In una settimana ci sono 168 ore. 56 le spendiamo a dormire, delle restanti 112 ne dedichiamo almeno 40 (quelle in cui abbiamo più energia a disposizione) al lavoro. Ce ne restano solo 72 per vivere o, per meglio dire, per riposarci in vista della successiva giornata lavorativa. Una realtà che chi lavora in Italia, quartultima nella classifica stilata dal sito “Remote” sui paesi europei con il miglior bilanciamento tra vita e lavoro, conosce bene. Ultimamente, persino alcune aziende sembrano aver assunto consapevolezza sul tema, a tal punto da sperimentare metodi innovativi per organizzare il lavoro che garantiscano un miglior equilibrio tra vita privata e professionale ai propri dipendenti. Uno fra tutti: la settimana corta che, partendo da pionieri come Intesa SanPaolo e Lavazza fino ai nuovi arrivati come Essilor Luxottica o Lamborghini, sta riscontrando sempre più successo. Ma cosa si cela dietro alla scelta di concedere un “work-life balance” migliore ai propri dipendenti? Quali sarebbero gli effetti di tale scelta sulla nostra economia e sulla nostra società? 

Per quanto riguarda le conseguenze economiche, possiamo ricavare delle previsioni interessanti dalla teoria del lavoratore (ovvero quel modello microeconomico che studia il compromesso ottimale, per il lavoratore, tra tempo libero e ore dedicate al lavoro). 

Consideriamo i seguenti dati: 
T: Quantità totale di tempo in ore.

N: Ore dedicate al tempo libero.

L=T-N: Ore dedicate al lavoro.

C: Consumo totale di beni o servizi

W: Salario

B: Reddito non da lavoro.

Tali variabili si trovano nel seguente rapporto fra di loro: 

PC + WN <= WT + B 

In altre parole, la spesa totale del consumatore, sommata al costo opportunità del suo tempo libero (ovvero il guadagno a cui sta rinunciando pur di godere del suo tempo libero), deve essere necessariamente inferiore o uguale al suo reddito da lavoro e non. 

Si può anche tracciare un grafico che ha C sull’asse delle ordinate e N sull’asse delle ascisse. La retta blu rappresenta quei punti in cui il lavoratore spende tutto il suo reddito.

Se la settimana corta, come sembra, diminuirà le ore di lavoro e manterrà i salari invariati, WT crescerebbe in quanto la retribuzione oraria sarebbe maggiore (i lavoratori, infatti, avrebbero lo stesso guadagno lavorando meno ore). 

Graficamente, questo significa una maggiore inclinazione della retta:

Ma quale sarebbe la reazione del lavoratore all’aumento della retribuzione oraria?
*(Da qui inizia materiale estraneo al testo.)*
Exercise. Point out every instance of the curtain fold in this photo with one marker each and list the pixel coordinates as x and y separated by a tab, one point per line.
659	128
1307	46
Ci sono diverse opzioni: se la sua scelta si trovava sulla retta di bilancio di colore blu, potrà scegliere di consumare la stessa quantità di C ma avendo a disposizione più tempo libero N.

In alternativa, potrebbe dedicare parte del tempo libero guadagnato ad una seconda occupazione, in modo tale da aumentare il suo potere d’acquisto e consumare ancora più quantità di C. 
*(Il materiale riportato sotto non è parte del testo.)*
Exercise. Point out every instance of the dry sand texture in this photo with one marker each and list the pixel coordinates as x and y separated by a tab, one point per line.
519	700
Infine, se la scelta del consumatore precedentemente si trovava sotto la retta di bilancio (com’è probabile che sia visto che, nella vita reale, si evita di spendere totalmente il proprio reddito), è possibile che il lavoratore sia incentivato ad aumentare i consumi, vista la disponibilità di tempo libero aggiuntiva. 

Un’intuizione simile fu quella dell’imprenditore statunitense Ford, quando il mondo del lavoro era ben diverso e le ore settimanali dedicate alla propria occupazione erano notevolmente maggiori di 40. D’altra parte, tra le innovazioni del fordismo vi era proprio la riduzione dell’orario lavorativo dei dipendenti a 8 ore giornaliere e la garanzia, allo stesso tempo, di un salario superiore rispetto ai competitor. 

Il risultato? I dipendenti avevano sia il denaro che il tempo libero necessario per permettersi le automobili che loro stessi producevano. In breve, con l’adozione della settimana corta, probabilmente, assisteremo a conseguenze simili: più tempo libero, a parità di salario, significherebbe più consumi. 

Ma se tutti riducessero il proprio orario lavorativo, come sarebbe possibile riuscire a soddisfare una domanda aggregata che addirittura crescerebbe? La settimana corta porterebbe forse all’assurdo paradosso per cui qualcuno dovrà continuare a lavorare per 40 ore a settimana (o più) per far sì che gli altri ne possano lavorare meno? 

Per fortuna, l’ultimo studio di “4 day week global” e “Autonomy” sulla settimana corta (il più rilevante condotto finora grazie alla partecipazione di 61 aziende e 2900 dipendenti) sembra escludere l’ultimo scenario. I risultati sono sorprendenti: Il 46% delle aziende partecipanti ha affermato che la produttività è stata mantenuta “all’incirca allo stesso livello”, mentre il 34% ha addirittura segnalato un “lieve” miglioramento e il 15% un aumento “significativo”.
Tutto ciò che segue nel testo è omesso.